Like the man in Atlantic City, Rhode Island has gambled itself into a hole. Twin River is, according to the Globe, "
singlehandedly Rhode Island’s third-largest revenue stream, after income and sales taxes." Did I mention it is also bankrupt? Well, it is. And so like the guy in AC who gambled himself into a hole so deep that he was willing to sell the wedding ring off his finger, Rhode Island is desperate.
"To help the Lincoln, R.I., gaming emporium stay afloat, [Rhode Island Governor]
Carcieri plans to allow Twin River to operate 24 hours a day, seven days a week..."
"'I’m not a big fan of gambling, because I do not think it is economic development,’ the governor said. 'We have it; it’s here,' he said at the press conference. 'My job is to do the best we can to protect it and keep the taxpayers healthy.’"
It seems not to concern the Governor that the variety of "taxpayer" likely to be gambling in the wee hours of the morning on a weekday is anything but "healthy." To the contrary, many of them are likely to bear a striking resemblance - especially in the eyes - to the man who tried to sell me his wedding ring in Atlantic City over a decade ago.
Like Governor
Carcieri, I'm 'not a big fan of gambling.' But I recognize that for many, many people it is a relatively harmless form of recreation. We also live in a free country, where we are entitled to spend our own money as we wish, even if how we spend it lands us in a cheesy casino in the middle of the night, literally hocking the family jewels.
My point here is not to proselytize. All I am saying is that the situation in Rhode Island, with its over-reliance on gambling revenues and the life-destroying desperation measures that over-reliance has prompted, might be a good object lesson to keep in mind later this year - when the usual suspects on Beacon Hill start to push state-sanctioned gambling as a budgetary cure-all.
UPDATE: Treasurer and gubernatorial hopeful Tim
Cahill just released his analysis of the Twin River bankruptcy and what it means to prospects for gaming in the Commonwealth. From the State House News:
The reported bankruptcy of Twin River, a slot parlor in Rhode Island, is something Massachusetts may be able to “take advantage of” as the size of the region’s gaming industry changes, Treasurer Tim Cahill said Wednesday. Cahill said the bankruptcy filing is the result of a bad deal approved by the developer, guaranteeing that 61 percent of revenue would go back to the Rhode Island state government. “Governments get greedy and the folks that want to build these things will say almost anything just to get their foot in the door,” he said. “They’re paying the state too much and the credit markets have changed in the last year.” Cahill, who has outlined a plan to introduce slot parlors in Massachusetts and has previously suggested bringing in full-fledged casin, has said that a smaller take for the state would ensure that slot parlors are able to reinvest in themselves, make improvements, and stay solvent. The treasurer said that expanded gambling is the third largest revenue source for the Rhode Island government.

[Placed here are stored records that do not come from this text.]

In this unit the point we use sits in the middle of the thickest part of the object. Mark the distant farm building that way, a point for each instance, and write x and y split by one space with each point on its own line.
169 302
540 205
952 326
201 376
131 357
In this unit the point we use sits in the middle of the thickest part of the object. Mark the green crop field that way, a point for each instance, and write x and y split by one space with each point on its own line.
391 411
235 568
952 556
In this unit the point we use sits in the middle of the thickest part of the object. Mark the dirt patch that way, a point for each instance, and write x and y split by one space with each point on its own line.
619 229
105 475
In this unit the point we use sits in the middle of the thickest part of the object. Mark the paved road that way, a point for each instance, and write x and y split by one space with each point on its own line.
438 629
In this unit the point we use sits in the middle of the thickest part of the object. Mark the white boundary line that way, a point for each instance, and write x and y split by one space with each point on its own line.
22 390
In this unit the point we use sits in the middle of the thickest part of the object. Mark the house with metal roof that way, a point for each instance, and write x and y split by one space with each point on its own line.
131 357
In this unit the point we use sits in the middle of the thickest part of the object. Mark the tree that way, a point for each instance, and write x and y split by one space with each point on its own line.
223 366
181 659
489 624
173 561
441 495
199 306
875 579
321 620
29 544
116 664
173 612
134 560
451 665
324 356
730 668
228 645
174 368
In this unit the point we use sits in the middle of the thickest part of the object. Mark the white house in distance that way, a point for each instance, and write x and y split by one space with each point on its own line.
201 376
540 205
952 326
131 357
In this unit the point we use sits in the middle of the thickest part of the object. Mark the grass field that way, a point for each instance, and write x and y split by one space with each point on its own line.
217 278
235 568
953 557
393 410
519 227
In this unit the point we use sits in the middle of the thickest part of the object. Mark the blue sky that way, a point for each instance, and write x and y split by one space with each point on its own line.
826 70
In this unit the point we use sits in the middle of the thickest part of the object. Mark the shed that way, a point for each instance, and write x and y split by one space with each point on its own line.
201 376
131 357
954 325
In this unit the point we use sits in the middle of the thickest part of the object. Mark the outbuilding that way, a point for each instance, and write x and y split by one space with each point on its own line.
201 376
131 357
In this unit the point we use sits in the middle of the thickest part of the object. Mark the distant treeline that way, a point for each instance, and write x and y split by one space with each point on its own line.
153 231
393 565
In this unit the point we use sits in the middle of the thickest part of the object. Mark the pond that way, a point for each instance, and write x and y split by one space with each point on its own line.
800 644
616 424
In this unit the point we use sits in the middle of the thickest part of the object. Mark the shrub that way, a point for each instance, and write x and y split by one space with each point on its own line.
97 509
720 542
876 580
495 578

The Treasurer just fell several rungs in the estimation of at least one Massachusetts voter. What a
knuckle-headed analysis. The Twin River bankruptcy, not 45 minutes drive from Boston, does not provide an opportunity for Massachusetts. It does lay bare two fatal flaws in the pro-casino argument:
(1) The regional market for gambling is not infinite. Far from it. Mohegan Sun and
Foxwoods (both "destination resort casinos" of the variety favored by Governor Patrick) are both
hemorrhaging money in the current downturn. Twin River (a gaming parlor of the variety favored by Treasurer
Cahill) cannot keep its head above water. From where, then are the gamblers to come to fill either the multiple Massachusetts destination resort casinos Patrick is seeking, or the slot parlors
Cahill wants? And
(2) Gambling is not a budgetary panacea. To the contrary, as Rhode Island so starkly demonstrates, state-sanctioned gaming tends to have the same deleterious effects on state finances as gambling so often has on personal finances.
Okay... maybe now I am proselytizing just a little bit.